Acceleration of monocular depth extraction for images
Open Access
- Author:
- Chandrashekhar, Anusha
- Graduate Program:
- Computer Science and Engineering
- Degree:
- Master of Science
- Document Type:
- Master Thesis
- Date of Defense:
- July 16, 2014
- Committee Members:
- Vijaykrishnan Narayanan, Thesis Advisor/Co-Advisor
- Keywords:
- Monocular depth extraction
GPU
CUDA
Hardware acceleration
non-parametric depth
fast depth estimator
computer vision - Abstract:
- This thesis evaluates and profiles a monocular depth estimation algorithm in which depth maps are generated from a single image using a non-parametric depth transfer approach. 3D depth from images has a wide range of applications in surveillance, tracking, robotics and general scene understanding. Recent work shows that depth can be used as an important cue in visual saliency in order to distinguish between similar objects. The depth transfer algorithm is evaluated on the Make3D and NYU datasets and the relative, logarithmic and RMS errors are evaluated for these datasets.It is shown that the depth transfer algorithm performs better than the state-of-the-art depth estimation algorithms.
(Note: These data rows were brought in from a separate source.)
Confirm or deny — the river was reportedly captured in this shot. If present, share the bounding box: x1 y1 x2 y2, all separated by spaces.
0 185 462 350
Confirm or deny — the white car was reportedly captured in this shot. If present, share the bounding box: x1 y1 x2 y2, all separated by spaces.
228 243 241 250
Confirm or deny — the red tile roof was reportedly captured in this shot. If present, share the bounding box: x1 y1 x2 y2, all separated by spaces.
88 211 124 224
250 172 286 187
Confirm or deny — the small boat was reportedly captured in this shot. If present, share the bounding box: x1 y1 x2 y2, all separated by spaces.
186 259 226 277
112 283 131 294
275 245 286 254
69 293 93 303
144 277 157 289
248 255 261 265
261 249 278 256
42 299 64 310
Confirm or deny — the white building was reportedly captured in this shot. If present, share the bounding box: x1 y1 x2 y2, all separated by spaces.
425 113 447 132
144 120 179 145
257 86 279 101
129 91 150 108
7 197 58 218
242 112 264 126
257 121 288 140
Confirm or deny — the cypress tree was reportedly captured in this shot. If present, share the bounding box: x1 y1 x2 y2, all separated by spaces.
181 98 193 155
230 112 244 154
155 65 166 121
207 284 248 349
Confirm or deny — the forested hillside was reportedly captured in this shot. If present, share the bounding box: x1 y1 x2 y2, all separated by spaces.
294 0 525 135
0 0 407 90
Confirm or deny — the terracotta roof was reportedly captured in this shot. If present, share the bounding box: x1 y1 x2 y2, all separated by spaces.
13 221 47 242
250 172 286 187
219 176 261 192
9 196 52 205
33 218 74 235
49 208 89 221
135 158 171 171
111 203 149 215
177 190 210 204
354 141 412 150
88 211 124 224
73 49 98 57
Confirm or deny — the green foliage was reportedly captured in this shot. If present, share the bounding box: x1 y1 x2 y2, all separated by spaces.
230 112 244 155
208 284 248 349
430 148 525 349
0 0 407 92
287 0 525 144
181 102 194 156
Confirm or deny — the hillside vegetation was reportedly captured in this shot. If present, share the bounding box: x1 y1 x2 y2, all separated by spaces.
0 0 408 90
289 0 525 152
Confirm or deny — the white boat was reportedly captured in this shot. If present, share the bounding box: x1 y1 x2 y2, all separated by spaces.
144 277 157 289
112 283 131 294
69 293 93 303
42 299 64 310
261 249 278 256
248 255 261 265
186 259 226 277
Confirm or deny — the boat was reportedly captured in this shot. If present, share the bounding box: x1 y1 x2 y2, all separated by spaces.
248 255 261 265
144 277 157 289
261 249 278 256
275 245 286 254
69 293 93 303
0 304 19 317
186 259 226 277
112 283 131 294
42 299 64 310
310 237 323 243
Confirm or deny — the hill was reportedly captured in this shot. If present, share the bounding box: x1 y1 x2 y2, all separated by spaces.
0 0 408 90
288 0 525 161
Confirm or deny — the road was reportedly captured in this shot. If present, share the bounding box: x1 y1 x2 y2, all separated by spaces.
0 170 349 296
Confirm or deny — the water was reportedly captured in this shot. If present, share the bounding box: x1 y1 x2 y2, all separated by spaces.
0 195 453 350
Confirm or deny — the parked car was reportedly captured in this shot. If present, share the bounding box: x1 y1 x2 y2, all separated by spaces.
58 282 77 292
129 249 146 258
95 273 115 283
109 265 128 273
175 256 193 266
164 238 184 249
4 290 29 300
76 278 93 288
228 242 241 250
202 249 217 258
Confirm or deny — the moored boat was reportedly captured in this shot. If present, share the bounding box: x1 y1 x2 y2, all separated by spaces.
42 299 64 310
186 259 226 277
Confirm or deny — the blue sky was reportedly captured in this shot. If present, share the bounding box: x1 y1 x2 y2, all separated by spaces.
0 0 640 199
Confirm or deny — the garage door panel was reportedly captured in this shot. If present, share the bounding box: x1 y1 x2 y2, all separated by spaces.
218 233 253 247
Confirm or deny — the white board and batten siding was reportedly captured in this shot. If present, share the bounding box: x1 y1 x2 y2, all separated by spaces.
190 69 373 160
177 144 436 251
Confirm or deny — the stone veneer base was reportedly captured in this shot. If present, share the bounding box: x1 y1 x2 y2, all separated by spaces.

A multi-core CPU implementation of the depth transfer algorithm is profiled in order to determine the compute intensive stages in the algorithm. A Graphics Processing Unit (GPU) architecture using NVIDIA Compute Unified Device Architecture (CUDA) for accelerating the execution time of the bottleneck is proposed. The architecture makes efficient use of the GPU threads and memory which results in significant speed up. The GPU implementation is compared with the multi-core CPU implementation and it is shown that the proposed GPU architecture is capable of accelerating the algorithm by upto 4.3x (depending on image size) than the CPU-based implementation. A fast depth estimation technique is proposed to accelerate the computation of depth of moving objects in a video sequence. This method achieves significant speedup over the CPU and GPU implementation of the depth transfer algorithm, with processing rates that are closer to real time. The depth values from the fast depth estimator is compared to the ground truth depth values to show that the RMS error is significantly low and within an acceptable range.